The international, multicenter, double blind RELAX-AHF trial of 1,161 patients with acute HF indicated that treatment with serelaxin significantly improved dyspnea and reduced risk for all-cause and CV-related mortality at 180 days. The results from this retrospective study suggest that those observed in RELAX-AHF may not necessarily apply to the wider acute HF population, researchers wrote.
The study included data from 196,770 patients enrolled in the ADHERE-US (n=185,948) and ADHERE-I (n=10,822) registries. Both registries included adult inpatients with a primary or secondary diagnosis of acute decompensated HF, collected from hospitals throughout the United States for ADHERE-US and internationally for ADHERE-I.
Adult patients were considered eligible for RELAX-AHF under the following circumstances: a discharge diagnosis of acute HF, systolic BP >125 mm Hg, dyspnea at rest or upon minor exertion, use of IV diuretics, a glomerular filtration rate of 30 mL/min/1.73 m2 to 75 mL/min/1.73 m2, hemoglobin levels >8 g/dL and no use of IV vasopressors or inotropes. Outcome measures included the length of hospital stay, the number of days spent in the ICU, discharge quality-of-care measures and all-cause in-hospital mortality.
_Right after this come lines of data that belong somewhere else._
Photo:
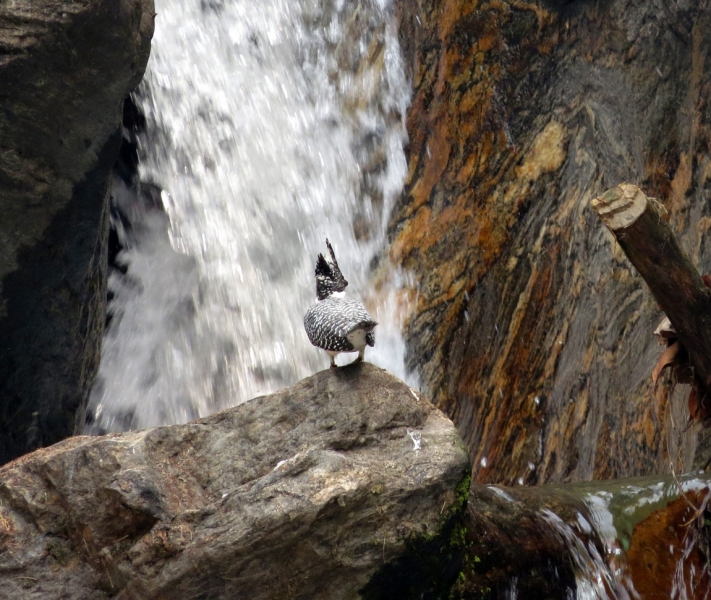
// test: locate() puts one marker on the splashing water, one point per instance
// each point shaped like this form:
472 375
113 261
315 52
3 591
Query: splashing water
271 125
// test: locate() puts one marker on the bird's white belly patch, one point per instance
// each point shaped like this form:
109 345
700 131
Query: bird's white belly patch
357 338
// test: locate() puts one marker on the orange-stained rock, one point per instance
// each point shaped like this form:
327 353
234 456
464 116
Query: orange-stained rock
531 329
666 556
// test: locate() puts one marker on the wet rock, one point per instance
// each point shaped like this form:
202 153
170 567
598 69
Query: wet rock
637 538
530 329
302 494
65 67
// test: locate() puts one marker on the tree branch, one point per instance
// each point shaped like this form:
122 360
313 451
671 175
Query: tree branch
638 224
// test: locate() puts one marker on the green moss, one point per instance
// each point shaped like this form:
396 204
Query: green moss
432 562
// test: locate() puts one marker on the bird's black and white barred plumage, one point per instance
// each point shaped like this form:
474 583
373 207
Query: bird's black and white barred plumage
336 324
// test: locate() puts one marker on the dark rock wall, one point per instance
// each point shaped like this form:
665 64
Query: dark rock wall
65 68
531 329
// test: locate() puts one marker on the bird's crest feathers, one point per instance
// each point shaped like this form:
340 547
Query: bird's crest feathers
329 278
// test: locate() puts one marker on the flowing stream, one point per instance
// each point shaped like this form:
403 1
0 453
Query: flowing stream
270 126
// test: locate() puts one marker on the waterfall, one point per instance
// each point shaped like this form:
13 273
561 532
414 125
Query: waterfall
270 126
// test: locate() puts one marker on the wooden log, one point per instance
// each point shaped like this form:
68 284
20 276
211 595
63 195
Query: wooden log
638 224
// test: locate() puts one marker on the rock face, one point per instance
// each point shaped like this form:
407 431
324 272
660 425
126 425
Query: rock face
65 67
531 329
302 494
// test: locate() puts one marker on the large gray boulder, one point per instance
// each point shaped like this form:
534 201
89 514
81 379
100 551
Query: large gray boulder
306 493
65 67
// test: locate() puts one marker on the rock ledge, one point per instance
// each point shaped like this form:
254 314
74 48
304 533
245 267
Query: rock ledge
305 493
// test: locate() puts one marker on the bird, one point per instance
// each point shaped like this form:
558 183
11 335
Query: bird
335 323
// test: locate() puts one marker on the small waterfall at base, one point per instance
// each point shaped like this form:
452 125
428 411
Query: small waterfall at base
270 126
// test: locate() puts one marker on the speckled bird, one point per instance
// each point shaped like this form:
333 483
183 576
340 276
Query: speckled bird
336 324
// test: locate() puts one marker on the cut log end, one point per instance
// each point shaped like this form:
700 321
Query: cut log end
621 206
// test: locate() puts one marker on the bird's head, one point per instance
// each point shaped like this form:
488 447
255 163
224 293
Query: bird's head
329 279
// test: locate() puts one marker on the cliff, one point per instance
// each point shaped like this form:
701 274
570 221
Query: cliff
531 330
65 67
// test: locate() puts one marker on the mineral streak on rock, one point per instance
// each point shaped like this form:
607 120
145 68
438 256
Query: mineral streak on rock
302 494
523 112
65 67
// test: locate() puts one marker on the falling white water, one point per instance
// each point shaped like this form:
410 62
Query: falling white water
271 125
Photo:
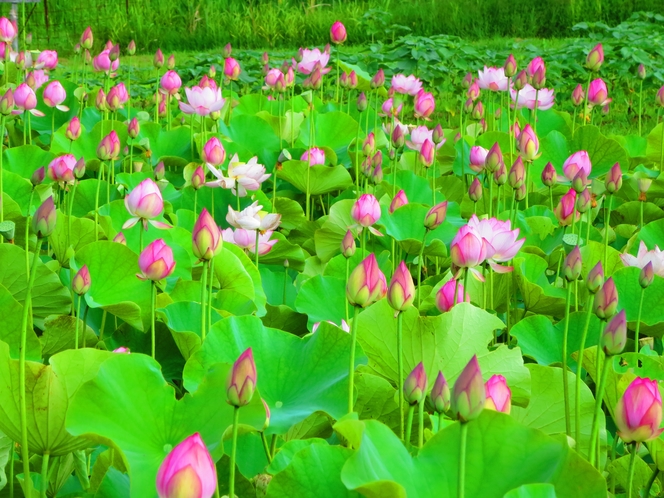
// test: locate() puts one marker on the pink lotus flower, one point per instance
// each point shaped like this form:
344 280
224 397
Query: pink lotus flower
202 101
406 85
644 256
61 169
188 470
314 156
445 295
309 60
528 96
144 203
54 95
492 78
156 261
638 413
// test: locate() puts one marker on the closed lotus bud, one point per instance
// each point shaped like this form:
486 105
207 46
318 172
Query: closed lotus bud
415 385
43 222
366 283
614 336
549 176
436 215
595 58
81 282
401 291
475 190
348 245
498 394
613 180
572 265
606 300
468 393
647 275
638 413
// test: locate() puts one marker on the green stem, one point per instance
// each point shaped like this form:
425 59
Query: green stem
25 453
231 477
565 379
351 370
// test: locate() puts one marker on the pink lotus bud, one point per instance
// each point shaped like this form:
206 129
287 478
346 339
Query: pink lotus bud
467 249
109 147
188 470
517 173
498 394
338 33
614 337
638 413
475 190
213 152
241 380
613 180
595 58
231 69
445 295
468 393
81 281
606 300
401 292
415 385
61 169
435 216
158 60
427 153
170 82
573 264
440 394
510 66
399 200
549 175
87 39
566 208
578 96
366 210
73 131
366 283
348 245
206 237
134 128
528 144
156 261
43 222
494 158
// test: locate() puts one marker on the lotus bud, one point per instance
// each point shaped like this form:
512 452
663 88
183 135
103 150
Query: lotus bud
81 281
415 385
436 215
366 283
468 393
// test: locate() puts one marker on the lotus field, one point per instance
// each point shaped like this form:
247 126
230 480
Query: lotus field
292 281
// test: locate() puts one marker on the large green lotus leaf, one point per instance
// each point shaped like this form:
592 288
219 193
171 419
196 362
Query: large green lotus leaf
49 389
546 410
296 377
322 179
49 296
11 321
542 340
501 454
313 472
445 342
24 160
129 403
539 296
114 285
322 298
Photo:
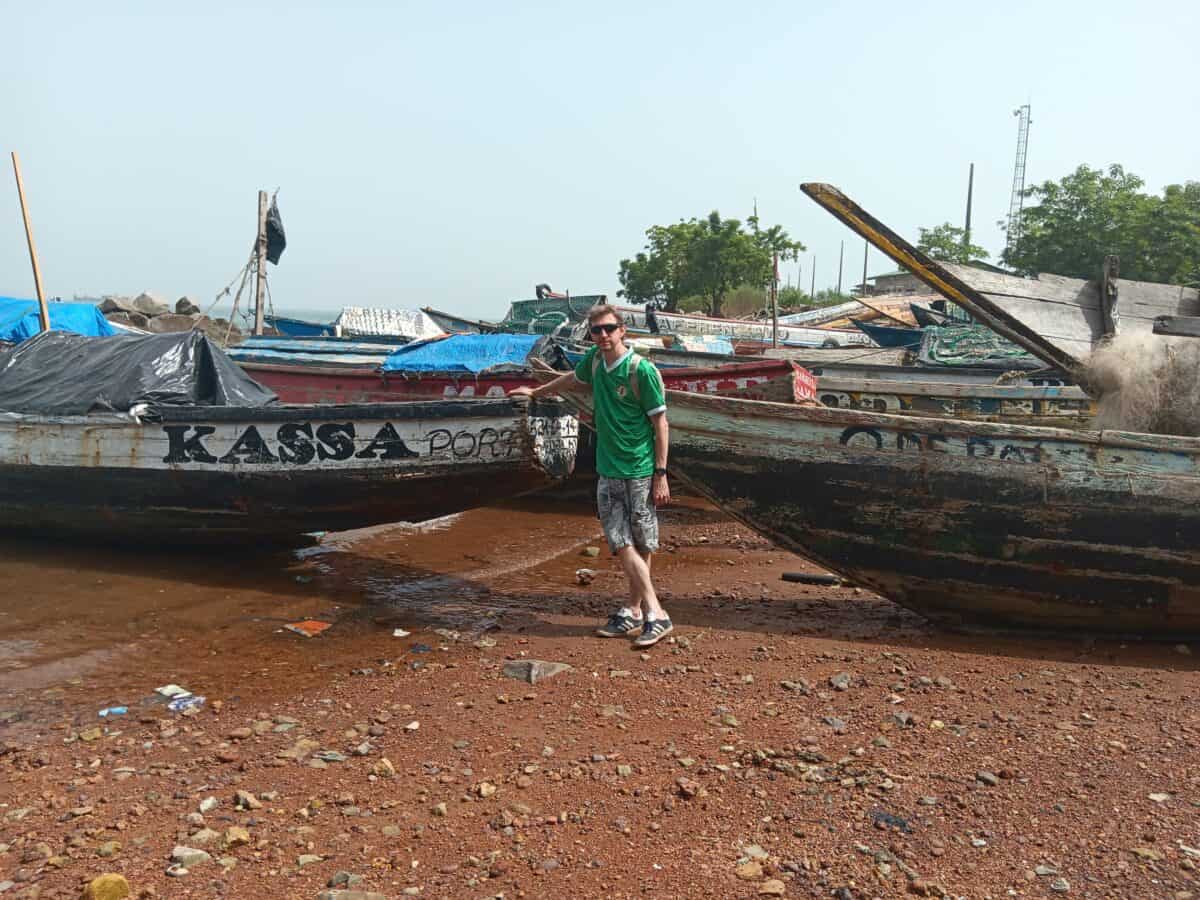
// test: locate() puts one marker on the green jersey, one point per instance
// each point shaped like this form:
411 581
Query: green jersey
624 435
Among patients enrolled in the ADHERE registry, 20.7% fulfilled the eligibility criteria for RELAX-AF inclusion, whereas 16.2% of ADHERE-I registry patients were considered eligible. Eligible patients had a greater likelihood of advanced age, female sex, a history of hypertension, preserved ejection fraction and better kidney function than noneligible patients.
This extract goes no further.